158 pp., 6 x 9 in, 15 illus.
- Published: August 29, 2003
- Published: January 14, 2005
Why are workers with identical skills found in both "good" jobs and "bad" jobs? Why are workers who do similar jobs paid differently, contrary to standard competitive theory? Observable differences in workers doing the same job account for only 30 percent of wage variation. In Wage Dispersion, Dale Mortensen examines the reasons for pay differentials in the other 70 percent. He finds that these differentials, or wage dispersion, are largely the result of job search friction (which arises when workers do not know the wages offered by all employers) and cross-firm differences in wage policy and productivity.
Mortensen examines previous theoretical explanations for wage dispersion, testing them against data from a Danish matched employer-employee database. He begins by offering a simple one-period model of the problem, then expands this basic model intertemporally to include the role of on-the-job worker search behavior. Following this, he discusses theoretical modifications that offer an explanation for the nature of observed wage dispersion, particularly the shape of cross-firm wage distribution. He then examines the hypothesis that wage policies are determined by profit-maximizing behavior and finds that the Danish data do not support it; he argues that bilateral wage bargaining is the more likely determinant. Finally, he reviews recent work that extends the basic theoretical framework to explain wage dispersion within firms.
Mortensen both develops cutting-edge theories of job search and tests them with empirical evidence from an incredible new data set. The integration of theory and data makes this book a must-read for anyone interested in labor economics.

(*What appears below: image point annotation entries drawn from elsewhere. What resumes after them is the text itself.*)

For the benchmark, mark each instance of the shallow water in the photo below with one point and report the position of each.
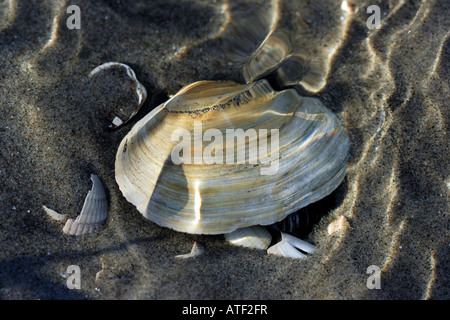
(388, 86)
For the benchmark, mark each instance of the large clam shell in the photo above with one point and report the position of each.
(307, 163)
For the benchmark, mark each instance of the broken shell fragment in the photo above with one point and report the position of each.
(197, 249)
(206, 194)
(140, 89)
(288, 246)
(93, 213)
(55, 215)
(255, 237)
(298, 243)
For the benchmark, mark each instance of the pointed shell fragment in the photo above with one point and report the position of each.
(306, 162)
(255, 237)
(93, 213)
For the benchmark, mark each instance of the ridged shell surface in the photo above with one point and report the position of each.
(217, 198)
(93, 213)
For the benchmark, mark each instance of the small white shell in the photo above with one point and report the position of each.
(287, 247)
(298, 243)
(140, 89)
(197, 249)
(256, 237)
(54, 215)
(94, 212)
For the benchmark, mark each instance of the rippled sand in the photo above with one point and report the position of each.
(390, 87)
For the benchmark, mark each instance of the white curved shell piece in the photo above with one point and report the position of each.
(55, 215)
(305, 158)
(290, 247)
(141, 92)
(197, 250)
(255, 237)
(94, 211)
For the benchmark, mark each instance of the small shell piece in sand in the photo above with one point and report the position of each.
(288, 246)
(55, 215)
(140, 89)
(256, 237)
(94, 212)
(197, 249)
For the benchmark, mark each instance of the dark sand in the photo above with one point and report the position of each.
(390, 87)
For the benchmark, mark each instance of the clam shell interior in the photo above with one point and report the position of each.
(217, 198)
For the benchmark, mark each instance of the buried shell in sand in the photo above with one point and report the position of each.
(92, 215)
(208, 194)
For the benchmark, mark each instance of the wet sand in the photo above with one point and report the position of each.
(389, 87)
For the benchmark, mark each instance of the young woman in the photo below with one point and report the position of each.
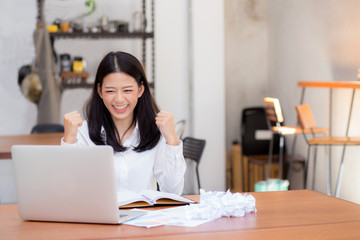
(122, 113)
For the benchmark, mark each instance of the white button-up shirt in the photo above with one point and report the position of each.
(137, 171)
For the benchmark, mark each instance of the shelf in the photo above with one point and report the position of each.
(75, 80)
(74, 75)
(140, 35)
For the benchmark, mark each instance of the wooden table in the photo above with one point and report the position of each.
(301, 214)
(29, 139)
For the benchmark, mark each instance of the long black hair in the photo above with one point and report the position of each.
(145, 111)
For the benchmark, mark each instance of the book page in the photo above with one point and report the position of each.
(132, 199)
(164, 198)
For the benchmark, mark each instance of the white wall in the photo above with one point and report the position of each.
(209, 89)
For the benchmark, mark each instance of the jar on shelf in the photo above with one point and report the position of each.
(78, 65)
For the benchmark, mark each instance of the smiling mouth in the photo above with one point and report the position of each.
(120, 108)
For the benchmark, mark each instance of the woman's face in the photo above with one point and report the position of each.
(120, 93)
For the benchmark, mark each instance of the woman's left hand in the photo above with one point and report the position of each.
(165, 122)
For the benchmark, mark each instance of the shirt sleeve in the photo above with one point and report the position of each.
(169, 167)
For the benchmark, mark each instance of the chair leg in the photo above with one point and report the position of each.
(341, 168)
(198, 177)
(270, 156)
(314, 168)
(281, 155)
(288, 175)
(328, 172)
(307, 166)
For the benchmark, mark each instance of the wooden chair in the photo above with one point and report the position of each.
(308, 124)
(276, 123)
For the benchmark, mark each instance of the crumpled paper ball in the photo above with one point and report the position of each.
(220, 204)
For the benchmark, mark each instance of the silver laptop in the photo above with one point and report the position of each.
(67, 184)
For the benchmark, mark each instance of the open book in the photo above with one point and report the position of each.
(146, 198)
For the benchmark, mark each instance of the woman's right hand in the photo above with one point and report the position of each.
(72, 121)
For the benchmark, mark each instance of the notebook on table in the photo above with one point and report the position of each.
(67, 184)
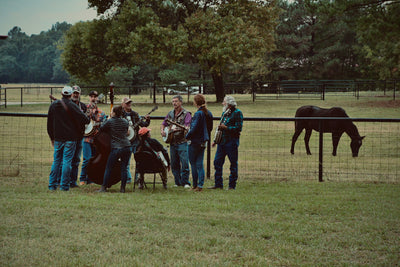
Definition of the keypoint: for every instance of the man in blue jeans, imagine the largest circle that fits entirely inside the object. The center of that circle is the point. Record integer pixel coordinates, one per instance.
(230, 127)
(65, 126)
(178, 144)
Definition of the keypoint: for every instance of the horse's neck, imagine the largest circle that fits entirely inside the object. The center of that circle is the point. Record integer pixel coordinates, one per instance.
(352, 131)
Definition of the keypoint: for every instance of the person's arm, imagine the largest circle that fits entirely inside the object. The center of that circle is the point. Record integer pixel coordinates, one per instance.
(195, 124)
(237, 124)
(163, 125)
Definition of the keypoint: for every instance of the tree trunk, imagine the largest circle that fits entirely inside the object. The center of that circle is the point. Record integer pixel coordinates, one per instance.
(219, 86)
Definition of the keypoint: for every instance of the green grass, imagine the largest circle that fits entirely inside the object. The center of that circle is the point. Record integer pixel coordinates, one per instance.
(260, 223)
(279, 214)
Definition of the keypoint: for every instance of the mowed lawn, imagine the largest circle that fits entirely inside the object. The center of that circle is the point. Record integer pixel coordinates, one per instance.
(290, 223)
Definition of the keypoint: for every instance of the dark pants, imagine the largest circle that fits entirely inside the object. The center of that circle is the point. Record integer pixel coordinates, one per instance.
(229, 149)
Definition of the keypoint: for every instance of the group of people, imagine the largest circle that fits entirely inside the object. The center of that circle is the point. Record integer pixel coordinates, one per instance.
(187, 136)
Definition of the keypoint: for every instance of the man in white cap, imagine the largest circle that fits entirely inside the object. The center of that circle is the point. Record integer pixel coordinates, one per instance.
(133, 118)
(65, 126)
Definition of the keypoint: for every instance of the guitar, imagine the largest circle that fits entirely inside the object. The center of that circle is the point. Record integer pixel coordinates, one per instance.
(131, 129)
(169, 134)
(218, 133)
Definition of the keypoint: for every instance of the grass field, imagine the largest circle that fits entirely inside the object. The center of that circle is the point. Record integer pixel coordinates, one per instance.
(290, 222)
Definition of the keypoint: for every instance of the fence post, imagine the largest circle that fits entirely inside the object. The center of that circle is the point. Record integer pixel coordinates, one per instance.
(209, 157)
(154, 93)
(253, 91)
(22, 92)
(321, 151)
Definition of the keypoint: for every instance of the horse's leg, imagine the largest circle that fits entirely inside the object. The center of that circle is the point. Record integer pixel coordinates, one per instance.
(335, 141)
(307, 139)
(294, 138)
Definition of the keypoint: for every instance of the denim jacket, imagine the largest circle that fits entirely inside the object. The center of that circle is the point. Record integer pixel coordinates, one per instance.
(198, 133)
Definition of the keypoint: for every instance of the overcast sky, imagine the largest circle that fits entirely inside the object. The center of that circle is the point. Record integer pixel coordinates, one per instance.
(34, 16)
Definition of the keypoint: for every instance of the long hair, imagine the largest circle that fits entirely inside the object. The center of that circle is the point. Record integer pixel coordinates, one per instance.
(200, 100)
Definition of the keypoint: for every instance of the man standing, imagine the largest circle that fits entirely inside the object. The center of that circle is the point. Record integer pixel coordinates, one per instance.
(76, 92)
(178, 144)
(65, 125)
(231, 126)
(96, 115)
(133, 118)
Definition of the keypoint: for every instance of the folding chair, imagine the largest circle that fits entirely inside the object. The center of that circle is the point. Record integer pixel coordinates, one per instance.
(147, 162)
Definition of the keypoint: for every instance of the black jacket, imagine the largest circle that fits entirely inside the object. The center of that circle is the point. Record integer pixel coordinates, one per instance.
(65, 123)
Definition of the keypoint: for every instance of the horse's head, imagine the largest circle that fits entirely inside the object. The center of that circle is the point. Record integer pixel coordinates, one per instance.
(355, 145)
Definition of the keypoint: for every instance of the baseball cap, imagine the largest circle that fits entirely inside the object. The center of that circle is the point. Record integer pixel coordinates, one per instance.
(144, 131)
(126, 100)
(76, 88)
(93, 93)
(67, 90)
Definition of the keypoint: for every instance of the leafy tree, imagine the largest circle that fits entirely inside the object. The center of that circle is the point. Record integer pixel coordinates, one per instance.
(214, 34)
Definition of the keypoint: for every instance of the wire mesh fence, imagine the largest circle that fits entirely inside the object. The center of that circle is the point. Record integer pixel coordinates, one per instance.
(264, 151)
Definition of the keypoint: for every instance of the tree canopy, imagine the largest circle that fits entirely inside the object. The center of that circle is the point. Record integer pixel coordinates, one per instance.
(213, 34)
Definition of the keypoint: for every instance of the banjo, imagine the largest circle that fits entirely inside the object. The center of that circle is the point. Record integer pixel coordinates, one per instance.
(218, 133)
(90, 128)
(169, 133)
(131, 130)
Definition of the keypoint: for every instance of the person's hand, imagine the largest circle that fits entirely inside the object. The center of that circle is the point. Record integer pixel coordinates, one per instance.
(222, 127)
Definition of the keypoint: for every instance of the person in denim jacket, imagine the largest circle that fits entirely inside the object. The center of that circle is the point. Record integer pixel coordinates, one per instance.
(198, 137)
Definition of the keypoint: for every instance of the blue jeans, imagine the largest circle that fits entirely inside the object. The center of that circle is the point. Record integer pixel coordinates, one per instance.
(75, 162)
(88, 152)
(180, 164)
(63, 154)
(229, 149)
(196, 156)
(115, 154)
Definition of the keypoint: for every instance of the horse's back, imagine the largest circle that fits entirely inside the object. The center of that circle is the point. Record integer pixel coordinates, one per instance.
(314, 111)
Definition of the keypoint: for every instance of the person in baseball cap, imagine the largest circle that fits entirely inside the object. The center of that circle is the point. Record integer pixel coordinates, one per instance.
(150, 144)
(144, 130)
(66, 91)
(93, 93)
(126, 100)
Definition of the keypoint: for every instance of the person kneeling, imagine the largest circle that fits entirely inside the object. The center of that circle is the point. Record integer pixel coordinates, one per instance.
(153, 146)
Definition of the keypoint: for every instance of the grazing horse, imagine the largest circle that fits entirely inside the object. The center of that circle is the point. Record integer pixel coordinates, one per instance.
(336, 127)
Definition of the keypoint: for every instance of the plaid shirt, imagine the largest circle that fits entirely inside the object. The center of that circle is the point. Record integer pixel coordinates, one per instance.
(97, 115)
(234, 122)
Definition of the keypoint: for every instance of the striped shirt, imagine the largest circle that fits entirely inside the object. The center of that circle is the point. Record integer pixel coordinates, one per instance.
(118, 129)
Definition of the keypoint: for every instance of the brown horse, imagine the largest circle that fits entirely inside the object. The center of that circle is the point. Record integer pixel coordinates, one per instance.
(336, 127)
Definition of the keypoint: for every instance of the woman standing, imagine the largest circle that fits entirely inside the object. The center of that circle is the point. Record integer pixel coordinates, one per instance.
(117, 127)
(198, 137)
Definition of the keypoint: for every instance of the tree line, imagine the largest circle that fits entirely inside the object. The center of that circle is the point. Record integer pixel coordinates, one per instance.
(217, 41)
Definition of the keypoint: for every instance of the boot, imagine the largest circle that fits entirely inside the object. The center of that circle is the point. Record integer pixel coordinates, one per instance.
(103, 189)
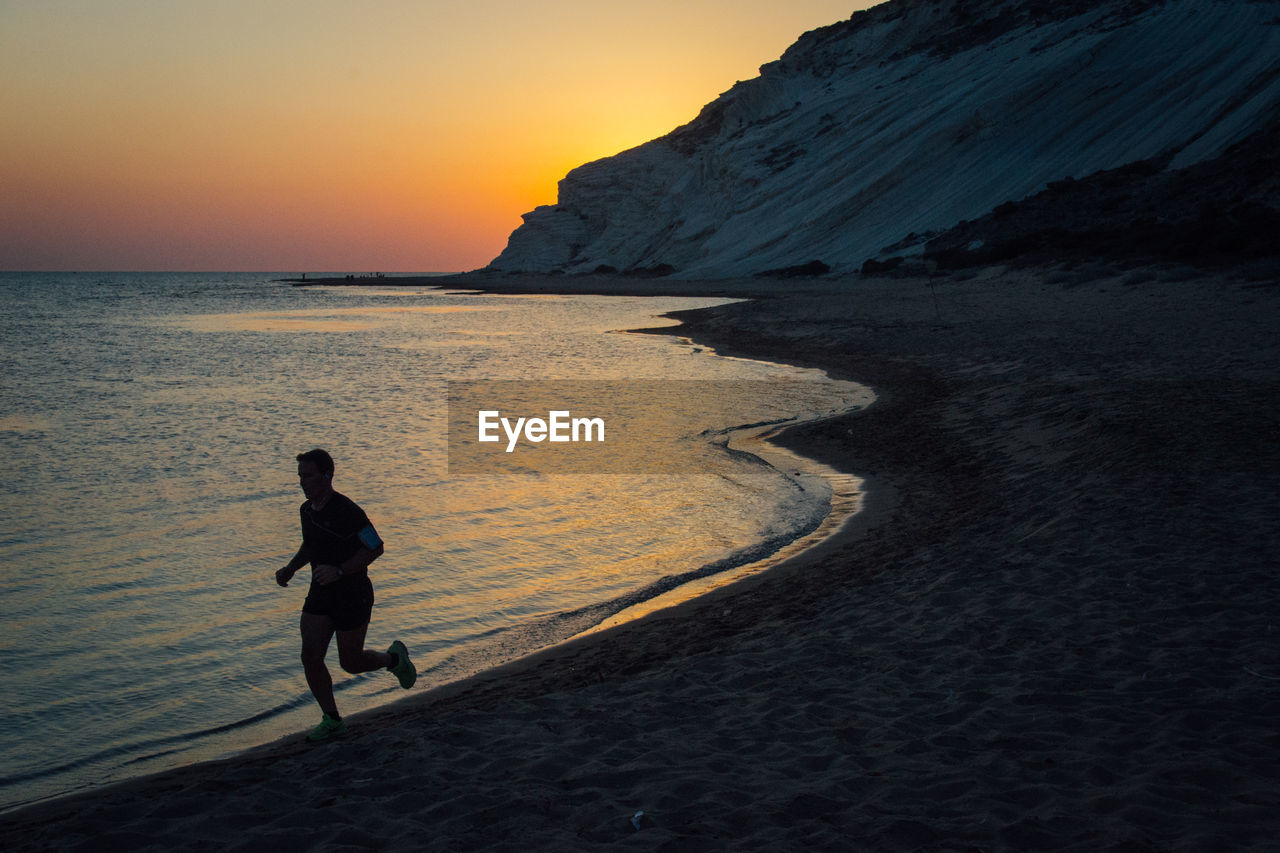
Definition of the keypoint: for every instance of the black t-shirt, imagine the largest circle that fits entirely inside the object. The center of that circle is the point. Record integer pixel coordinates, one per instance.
(337, 530)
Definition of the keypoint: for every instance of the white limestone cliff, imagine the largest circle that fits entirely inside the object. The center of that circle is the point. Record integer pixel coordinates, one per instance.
(906, 119)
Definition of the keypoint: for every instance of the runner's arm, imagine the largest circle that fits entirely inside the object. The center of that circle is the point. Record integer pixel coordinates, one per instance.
(300, 560)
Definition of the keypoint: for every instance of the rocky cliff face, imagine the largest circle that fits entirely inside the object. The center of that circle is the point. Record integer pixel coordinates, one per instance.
(868, 136)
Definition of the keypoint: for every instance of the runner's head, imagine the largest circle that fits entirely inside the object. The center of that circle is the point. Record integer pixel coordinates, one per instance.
(315, 473)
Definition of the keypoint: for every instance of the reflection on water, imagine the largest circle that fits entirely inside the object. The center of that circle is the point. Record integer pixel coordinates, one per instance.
(154, 420)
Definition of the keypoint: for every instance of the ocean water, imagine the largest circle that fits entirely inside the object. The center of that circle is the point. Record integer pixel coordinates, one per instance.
(150, 423)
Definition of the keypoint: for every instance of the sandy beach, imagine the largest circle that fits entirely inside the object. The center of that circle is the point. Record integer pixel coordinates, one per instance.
(1054, 629)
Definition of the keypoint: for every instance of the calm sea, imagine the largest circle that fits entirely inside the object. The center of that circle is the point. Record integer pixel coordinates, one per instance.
(149, 425)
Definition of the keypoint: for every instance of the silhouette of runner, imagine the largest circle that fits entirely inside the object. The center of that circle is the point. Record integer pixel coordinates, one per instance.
(339, 543)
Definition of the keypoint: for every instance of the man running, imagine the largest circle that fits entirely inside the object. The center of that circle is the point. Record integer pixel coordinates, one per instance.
(339, 543)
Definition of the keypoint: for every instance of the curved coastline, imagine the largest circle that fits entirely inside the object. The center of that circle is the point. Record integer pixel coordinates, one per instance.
(1055, 635)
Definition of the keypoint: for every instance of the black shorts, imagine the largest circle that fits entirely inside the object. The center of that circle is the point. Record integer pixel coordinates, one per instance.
(348, 602)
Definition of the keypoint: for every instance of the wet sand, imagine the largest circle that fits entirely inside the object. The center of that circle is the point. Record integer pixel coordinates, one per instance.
(1054, 628)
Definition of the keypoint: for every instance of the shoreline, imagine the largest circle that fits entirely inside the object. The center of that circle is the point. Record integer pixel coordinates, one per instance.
(1048, 639)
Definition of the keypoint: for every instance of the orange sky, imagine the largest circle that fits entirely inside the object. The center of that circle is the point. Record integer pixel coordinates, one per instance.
(324, 135)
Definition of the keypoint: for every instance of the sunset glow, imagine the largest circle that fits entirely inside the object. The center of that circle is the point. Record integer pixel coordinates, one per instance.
(336, 136)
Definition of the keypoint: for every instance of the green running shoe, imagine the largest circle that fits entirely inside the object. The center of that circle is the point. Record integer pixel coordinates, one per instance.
(327, 729)
(403, 669)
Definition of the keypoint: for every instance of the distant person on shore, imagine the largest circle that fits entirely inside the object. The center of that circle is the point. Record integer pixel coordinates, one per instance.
(339, 543)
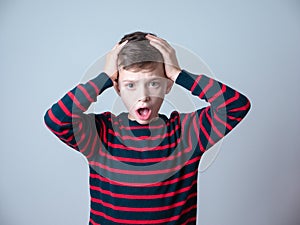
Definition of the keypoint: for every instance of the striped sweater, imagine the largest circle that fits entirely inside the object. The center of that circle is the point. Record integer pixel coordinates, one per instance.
(145, 174)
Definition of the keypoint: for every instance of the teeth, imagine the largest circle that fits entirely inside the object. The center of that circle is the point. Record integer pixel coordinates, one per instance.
(143, 111)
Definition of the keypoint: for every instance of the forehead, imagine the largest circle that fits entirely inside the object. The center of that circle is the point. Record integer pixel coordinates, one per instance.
(141, 74)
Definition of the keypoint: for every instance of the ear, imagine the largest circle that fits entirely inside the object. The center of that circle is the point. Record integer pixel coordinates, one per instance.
(169, 85)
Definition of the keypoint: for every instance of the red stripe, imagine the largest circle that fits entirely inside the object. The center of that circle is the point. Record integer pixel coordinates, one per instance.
(94, 86)
(242, 108)
(143, 127)
(162, 183)
(92, 151)
(55, 119)
(75, 100)
(150, 172)
(196, 128)
(146, 160)
(66, 110)
(209, 85)
(220, 92)
(196, 82)
(143, 209)
(141, 222)
(86, 94)
(186, 222)
(203, 129)
(227, 125)
(213, 125)
(126, 137)
(143, 197)
(228, 101)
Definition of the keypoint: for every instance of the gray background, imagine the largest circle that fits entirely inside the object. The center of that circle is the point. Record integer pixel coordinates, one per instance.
(46, 47)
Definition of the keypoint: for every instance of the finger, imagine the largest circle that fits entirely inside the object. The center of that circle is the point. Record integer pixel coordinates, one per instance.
(162, 48)
(120, 45)
(158, 39)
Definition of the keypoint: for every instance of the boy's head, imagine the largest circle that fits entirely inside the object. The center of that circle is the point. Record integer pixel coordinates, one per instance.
(142, 83)
(138, 54)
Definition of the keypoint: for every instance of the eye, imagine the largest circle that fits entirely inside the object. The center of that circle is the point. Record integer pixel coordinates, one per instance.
(154, 84)
(129, 85)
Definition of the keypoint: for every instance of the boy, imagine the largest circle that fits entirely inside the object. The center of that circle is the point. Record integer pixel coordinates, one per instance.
(143, 165)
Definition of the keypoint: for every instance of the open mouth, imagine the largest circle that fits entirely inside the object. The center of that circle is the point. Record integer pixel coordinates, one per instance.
(143, 113)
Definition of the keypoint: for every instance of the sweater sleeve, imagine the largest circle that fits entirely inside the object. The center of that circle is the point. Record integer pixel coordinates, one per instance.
(69, 122)
(227, 108)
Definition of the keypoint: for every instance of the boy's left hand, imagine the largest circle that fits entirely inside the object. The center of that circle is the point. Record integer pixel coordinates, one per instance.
(171, 64)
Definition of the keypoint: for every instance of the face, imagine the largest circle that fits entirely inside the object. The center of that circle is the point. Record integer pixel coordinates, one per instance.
(143, 92)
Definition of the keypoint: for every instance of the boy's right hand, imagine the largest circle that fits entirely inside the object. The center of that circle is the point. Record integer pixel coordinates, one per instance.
(111, 64)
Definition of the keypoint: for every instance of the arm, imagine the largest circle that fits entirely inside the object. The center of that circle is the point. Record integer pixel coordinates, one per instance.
(227, 108)
(67, 118)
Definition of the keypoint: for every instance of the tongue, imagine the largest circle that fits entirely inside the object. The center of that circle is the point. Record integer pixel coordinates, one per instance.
(143, 111)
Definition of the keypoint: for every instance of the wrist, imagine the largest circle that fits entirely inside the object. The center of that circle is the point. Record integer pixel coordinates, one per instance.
(175, 74)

Robert Shimer, Department of Economics, University of Chicago
Mortensen's book is a superb treatment of a very old question: Why are similar workers not paid the same? Readers are introduced to the empirical evidence on wage dispersion, and then shown how the tools of modern search theory can be used to fashion a compelling answer. I predict that this short book will be adopted at all major Ph.D. programs in Economics.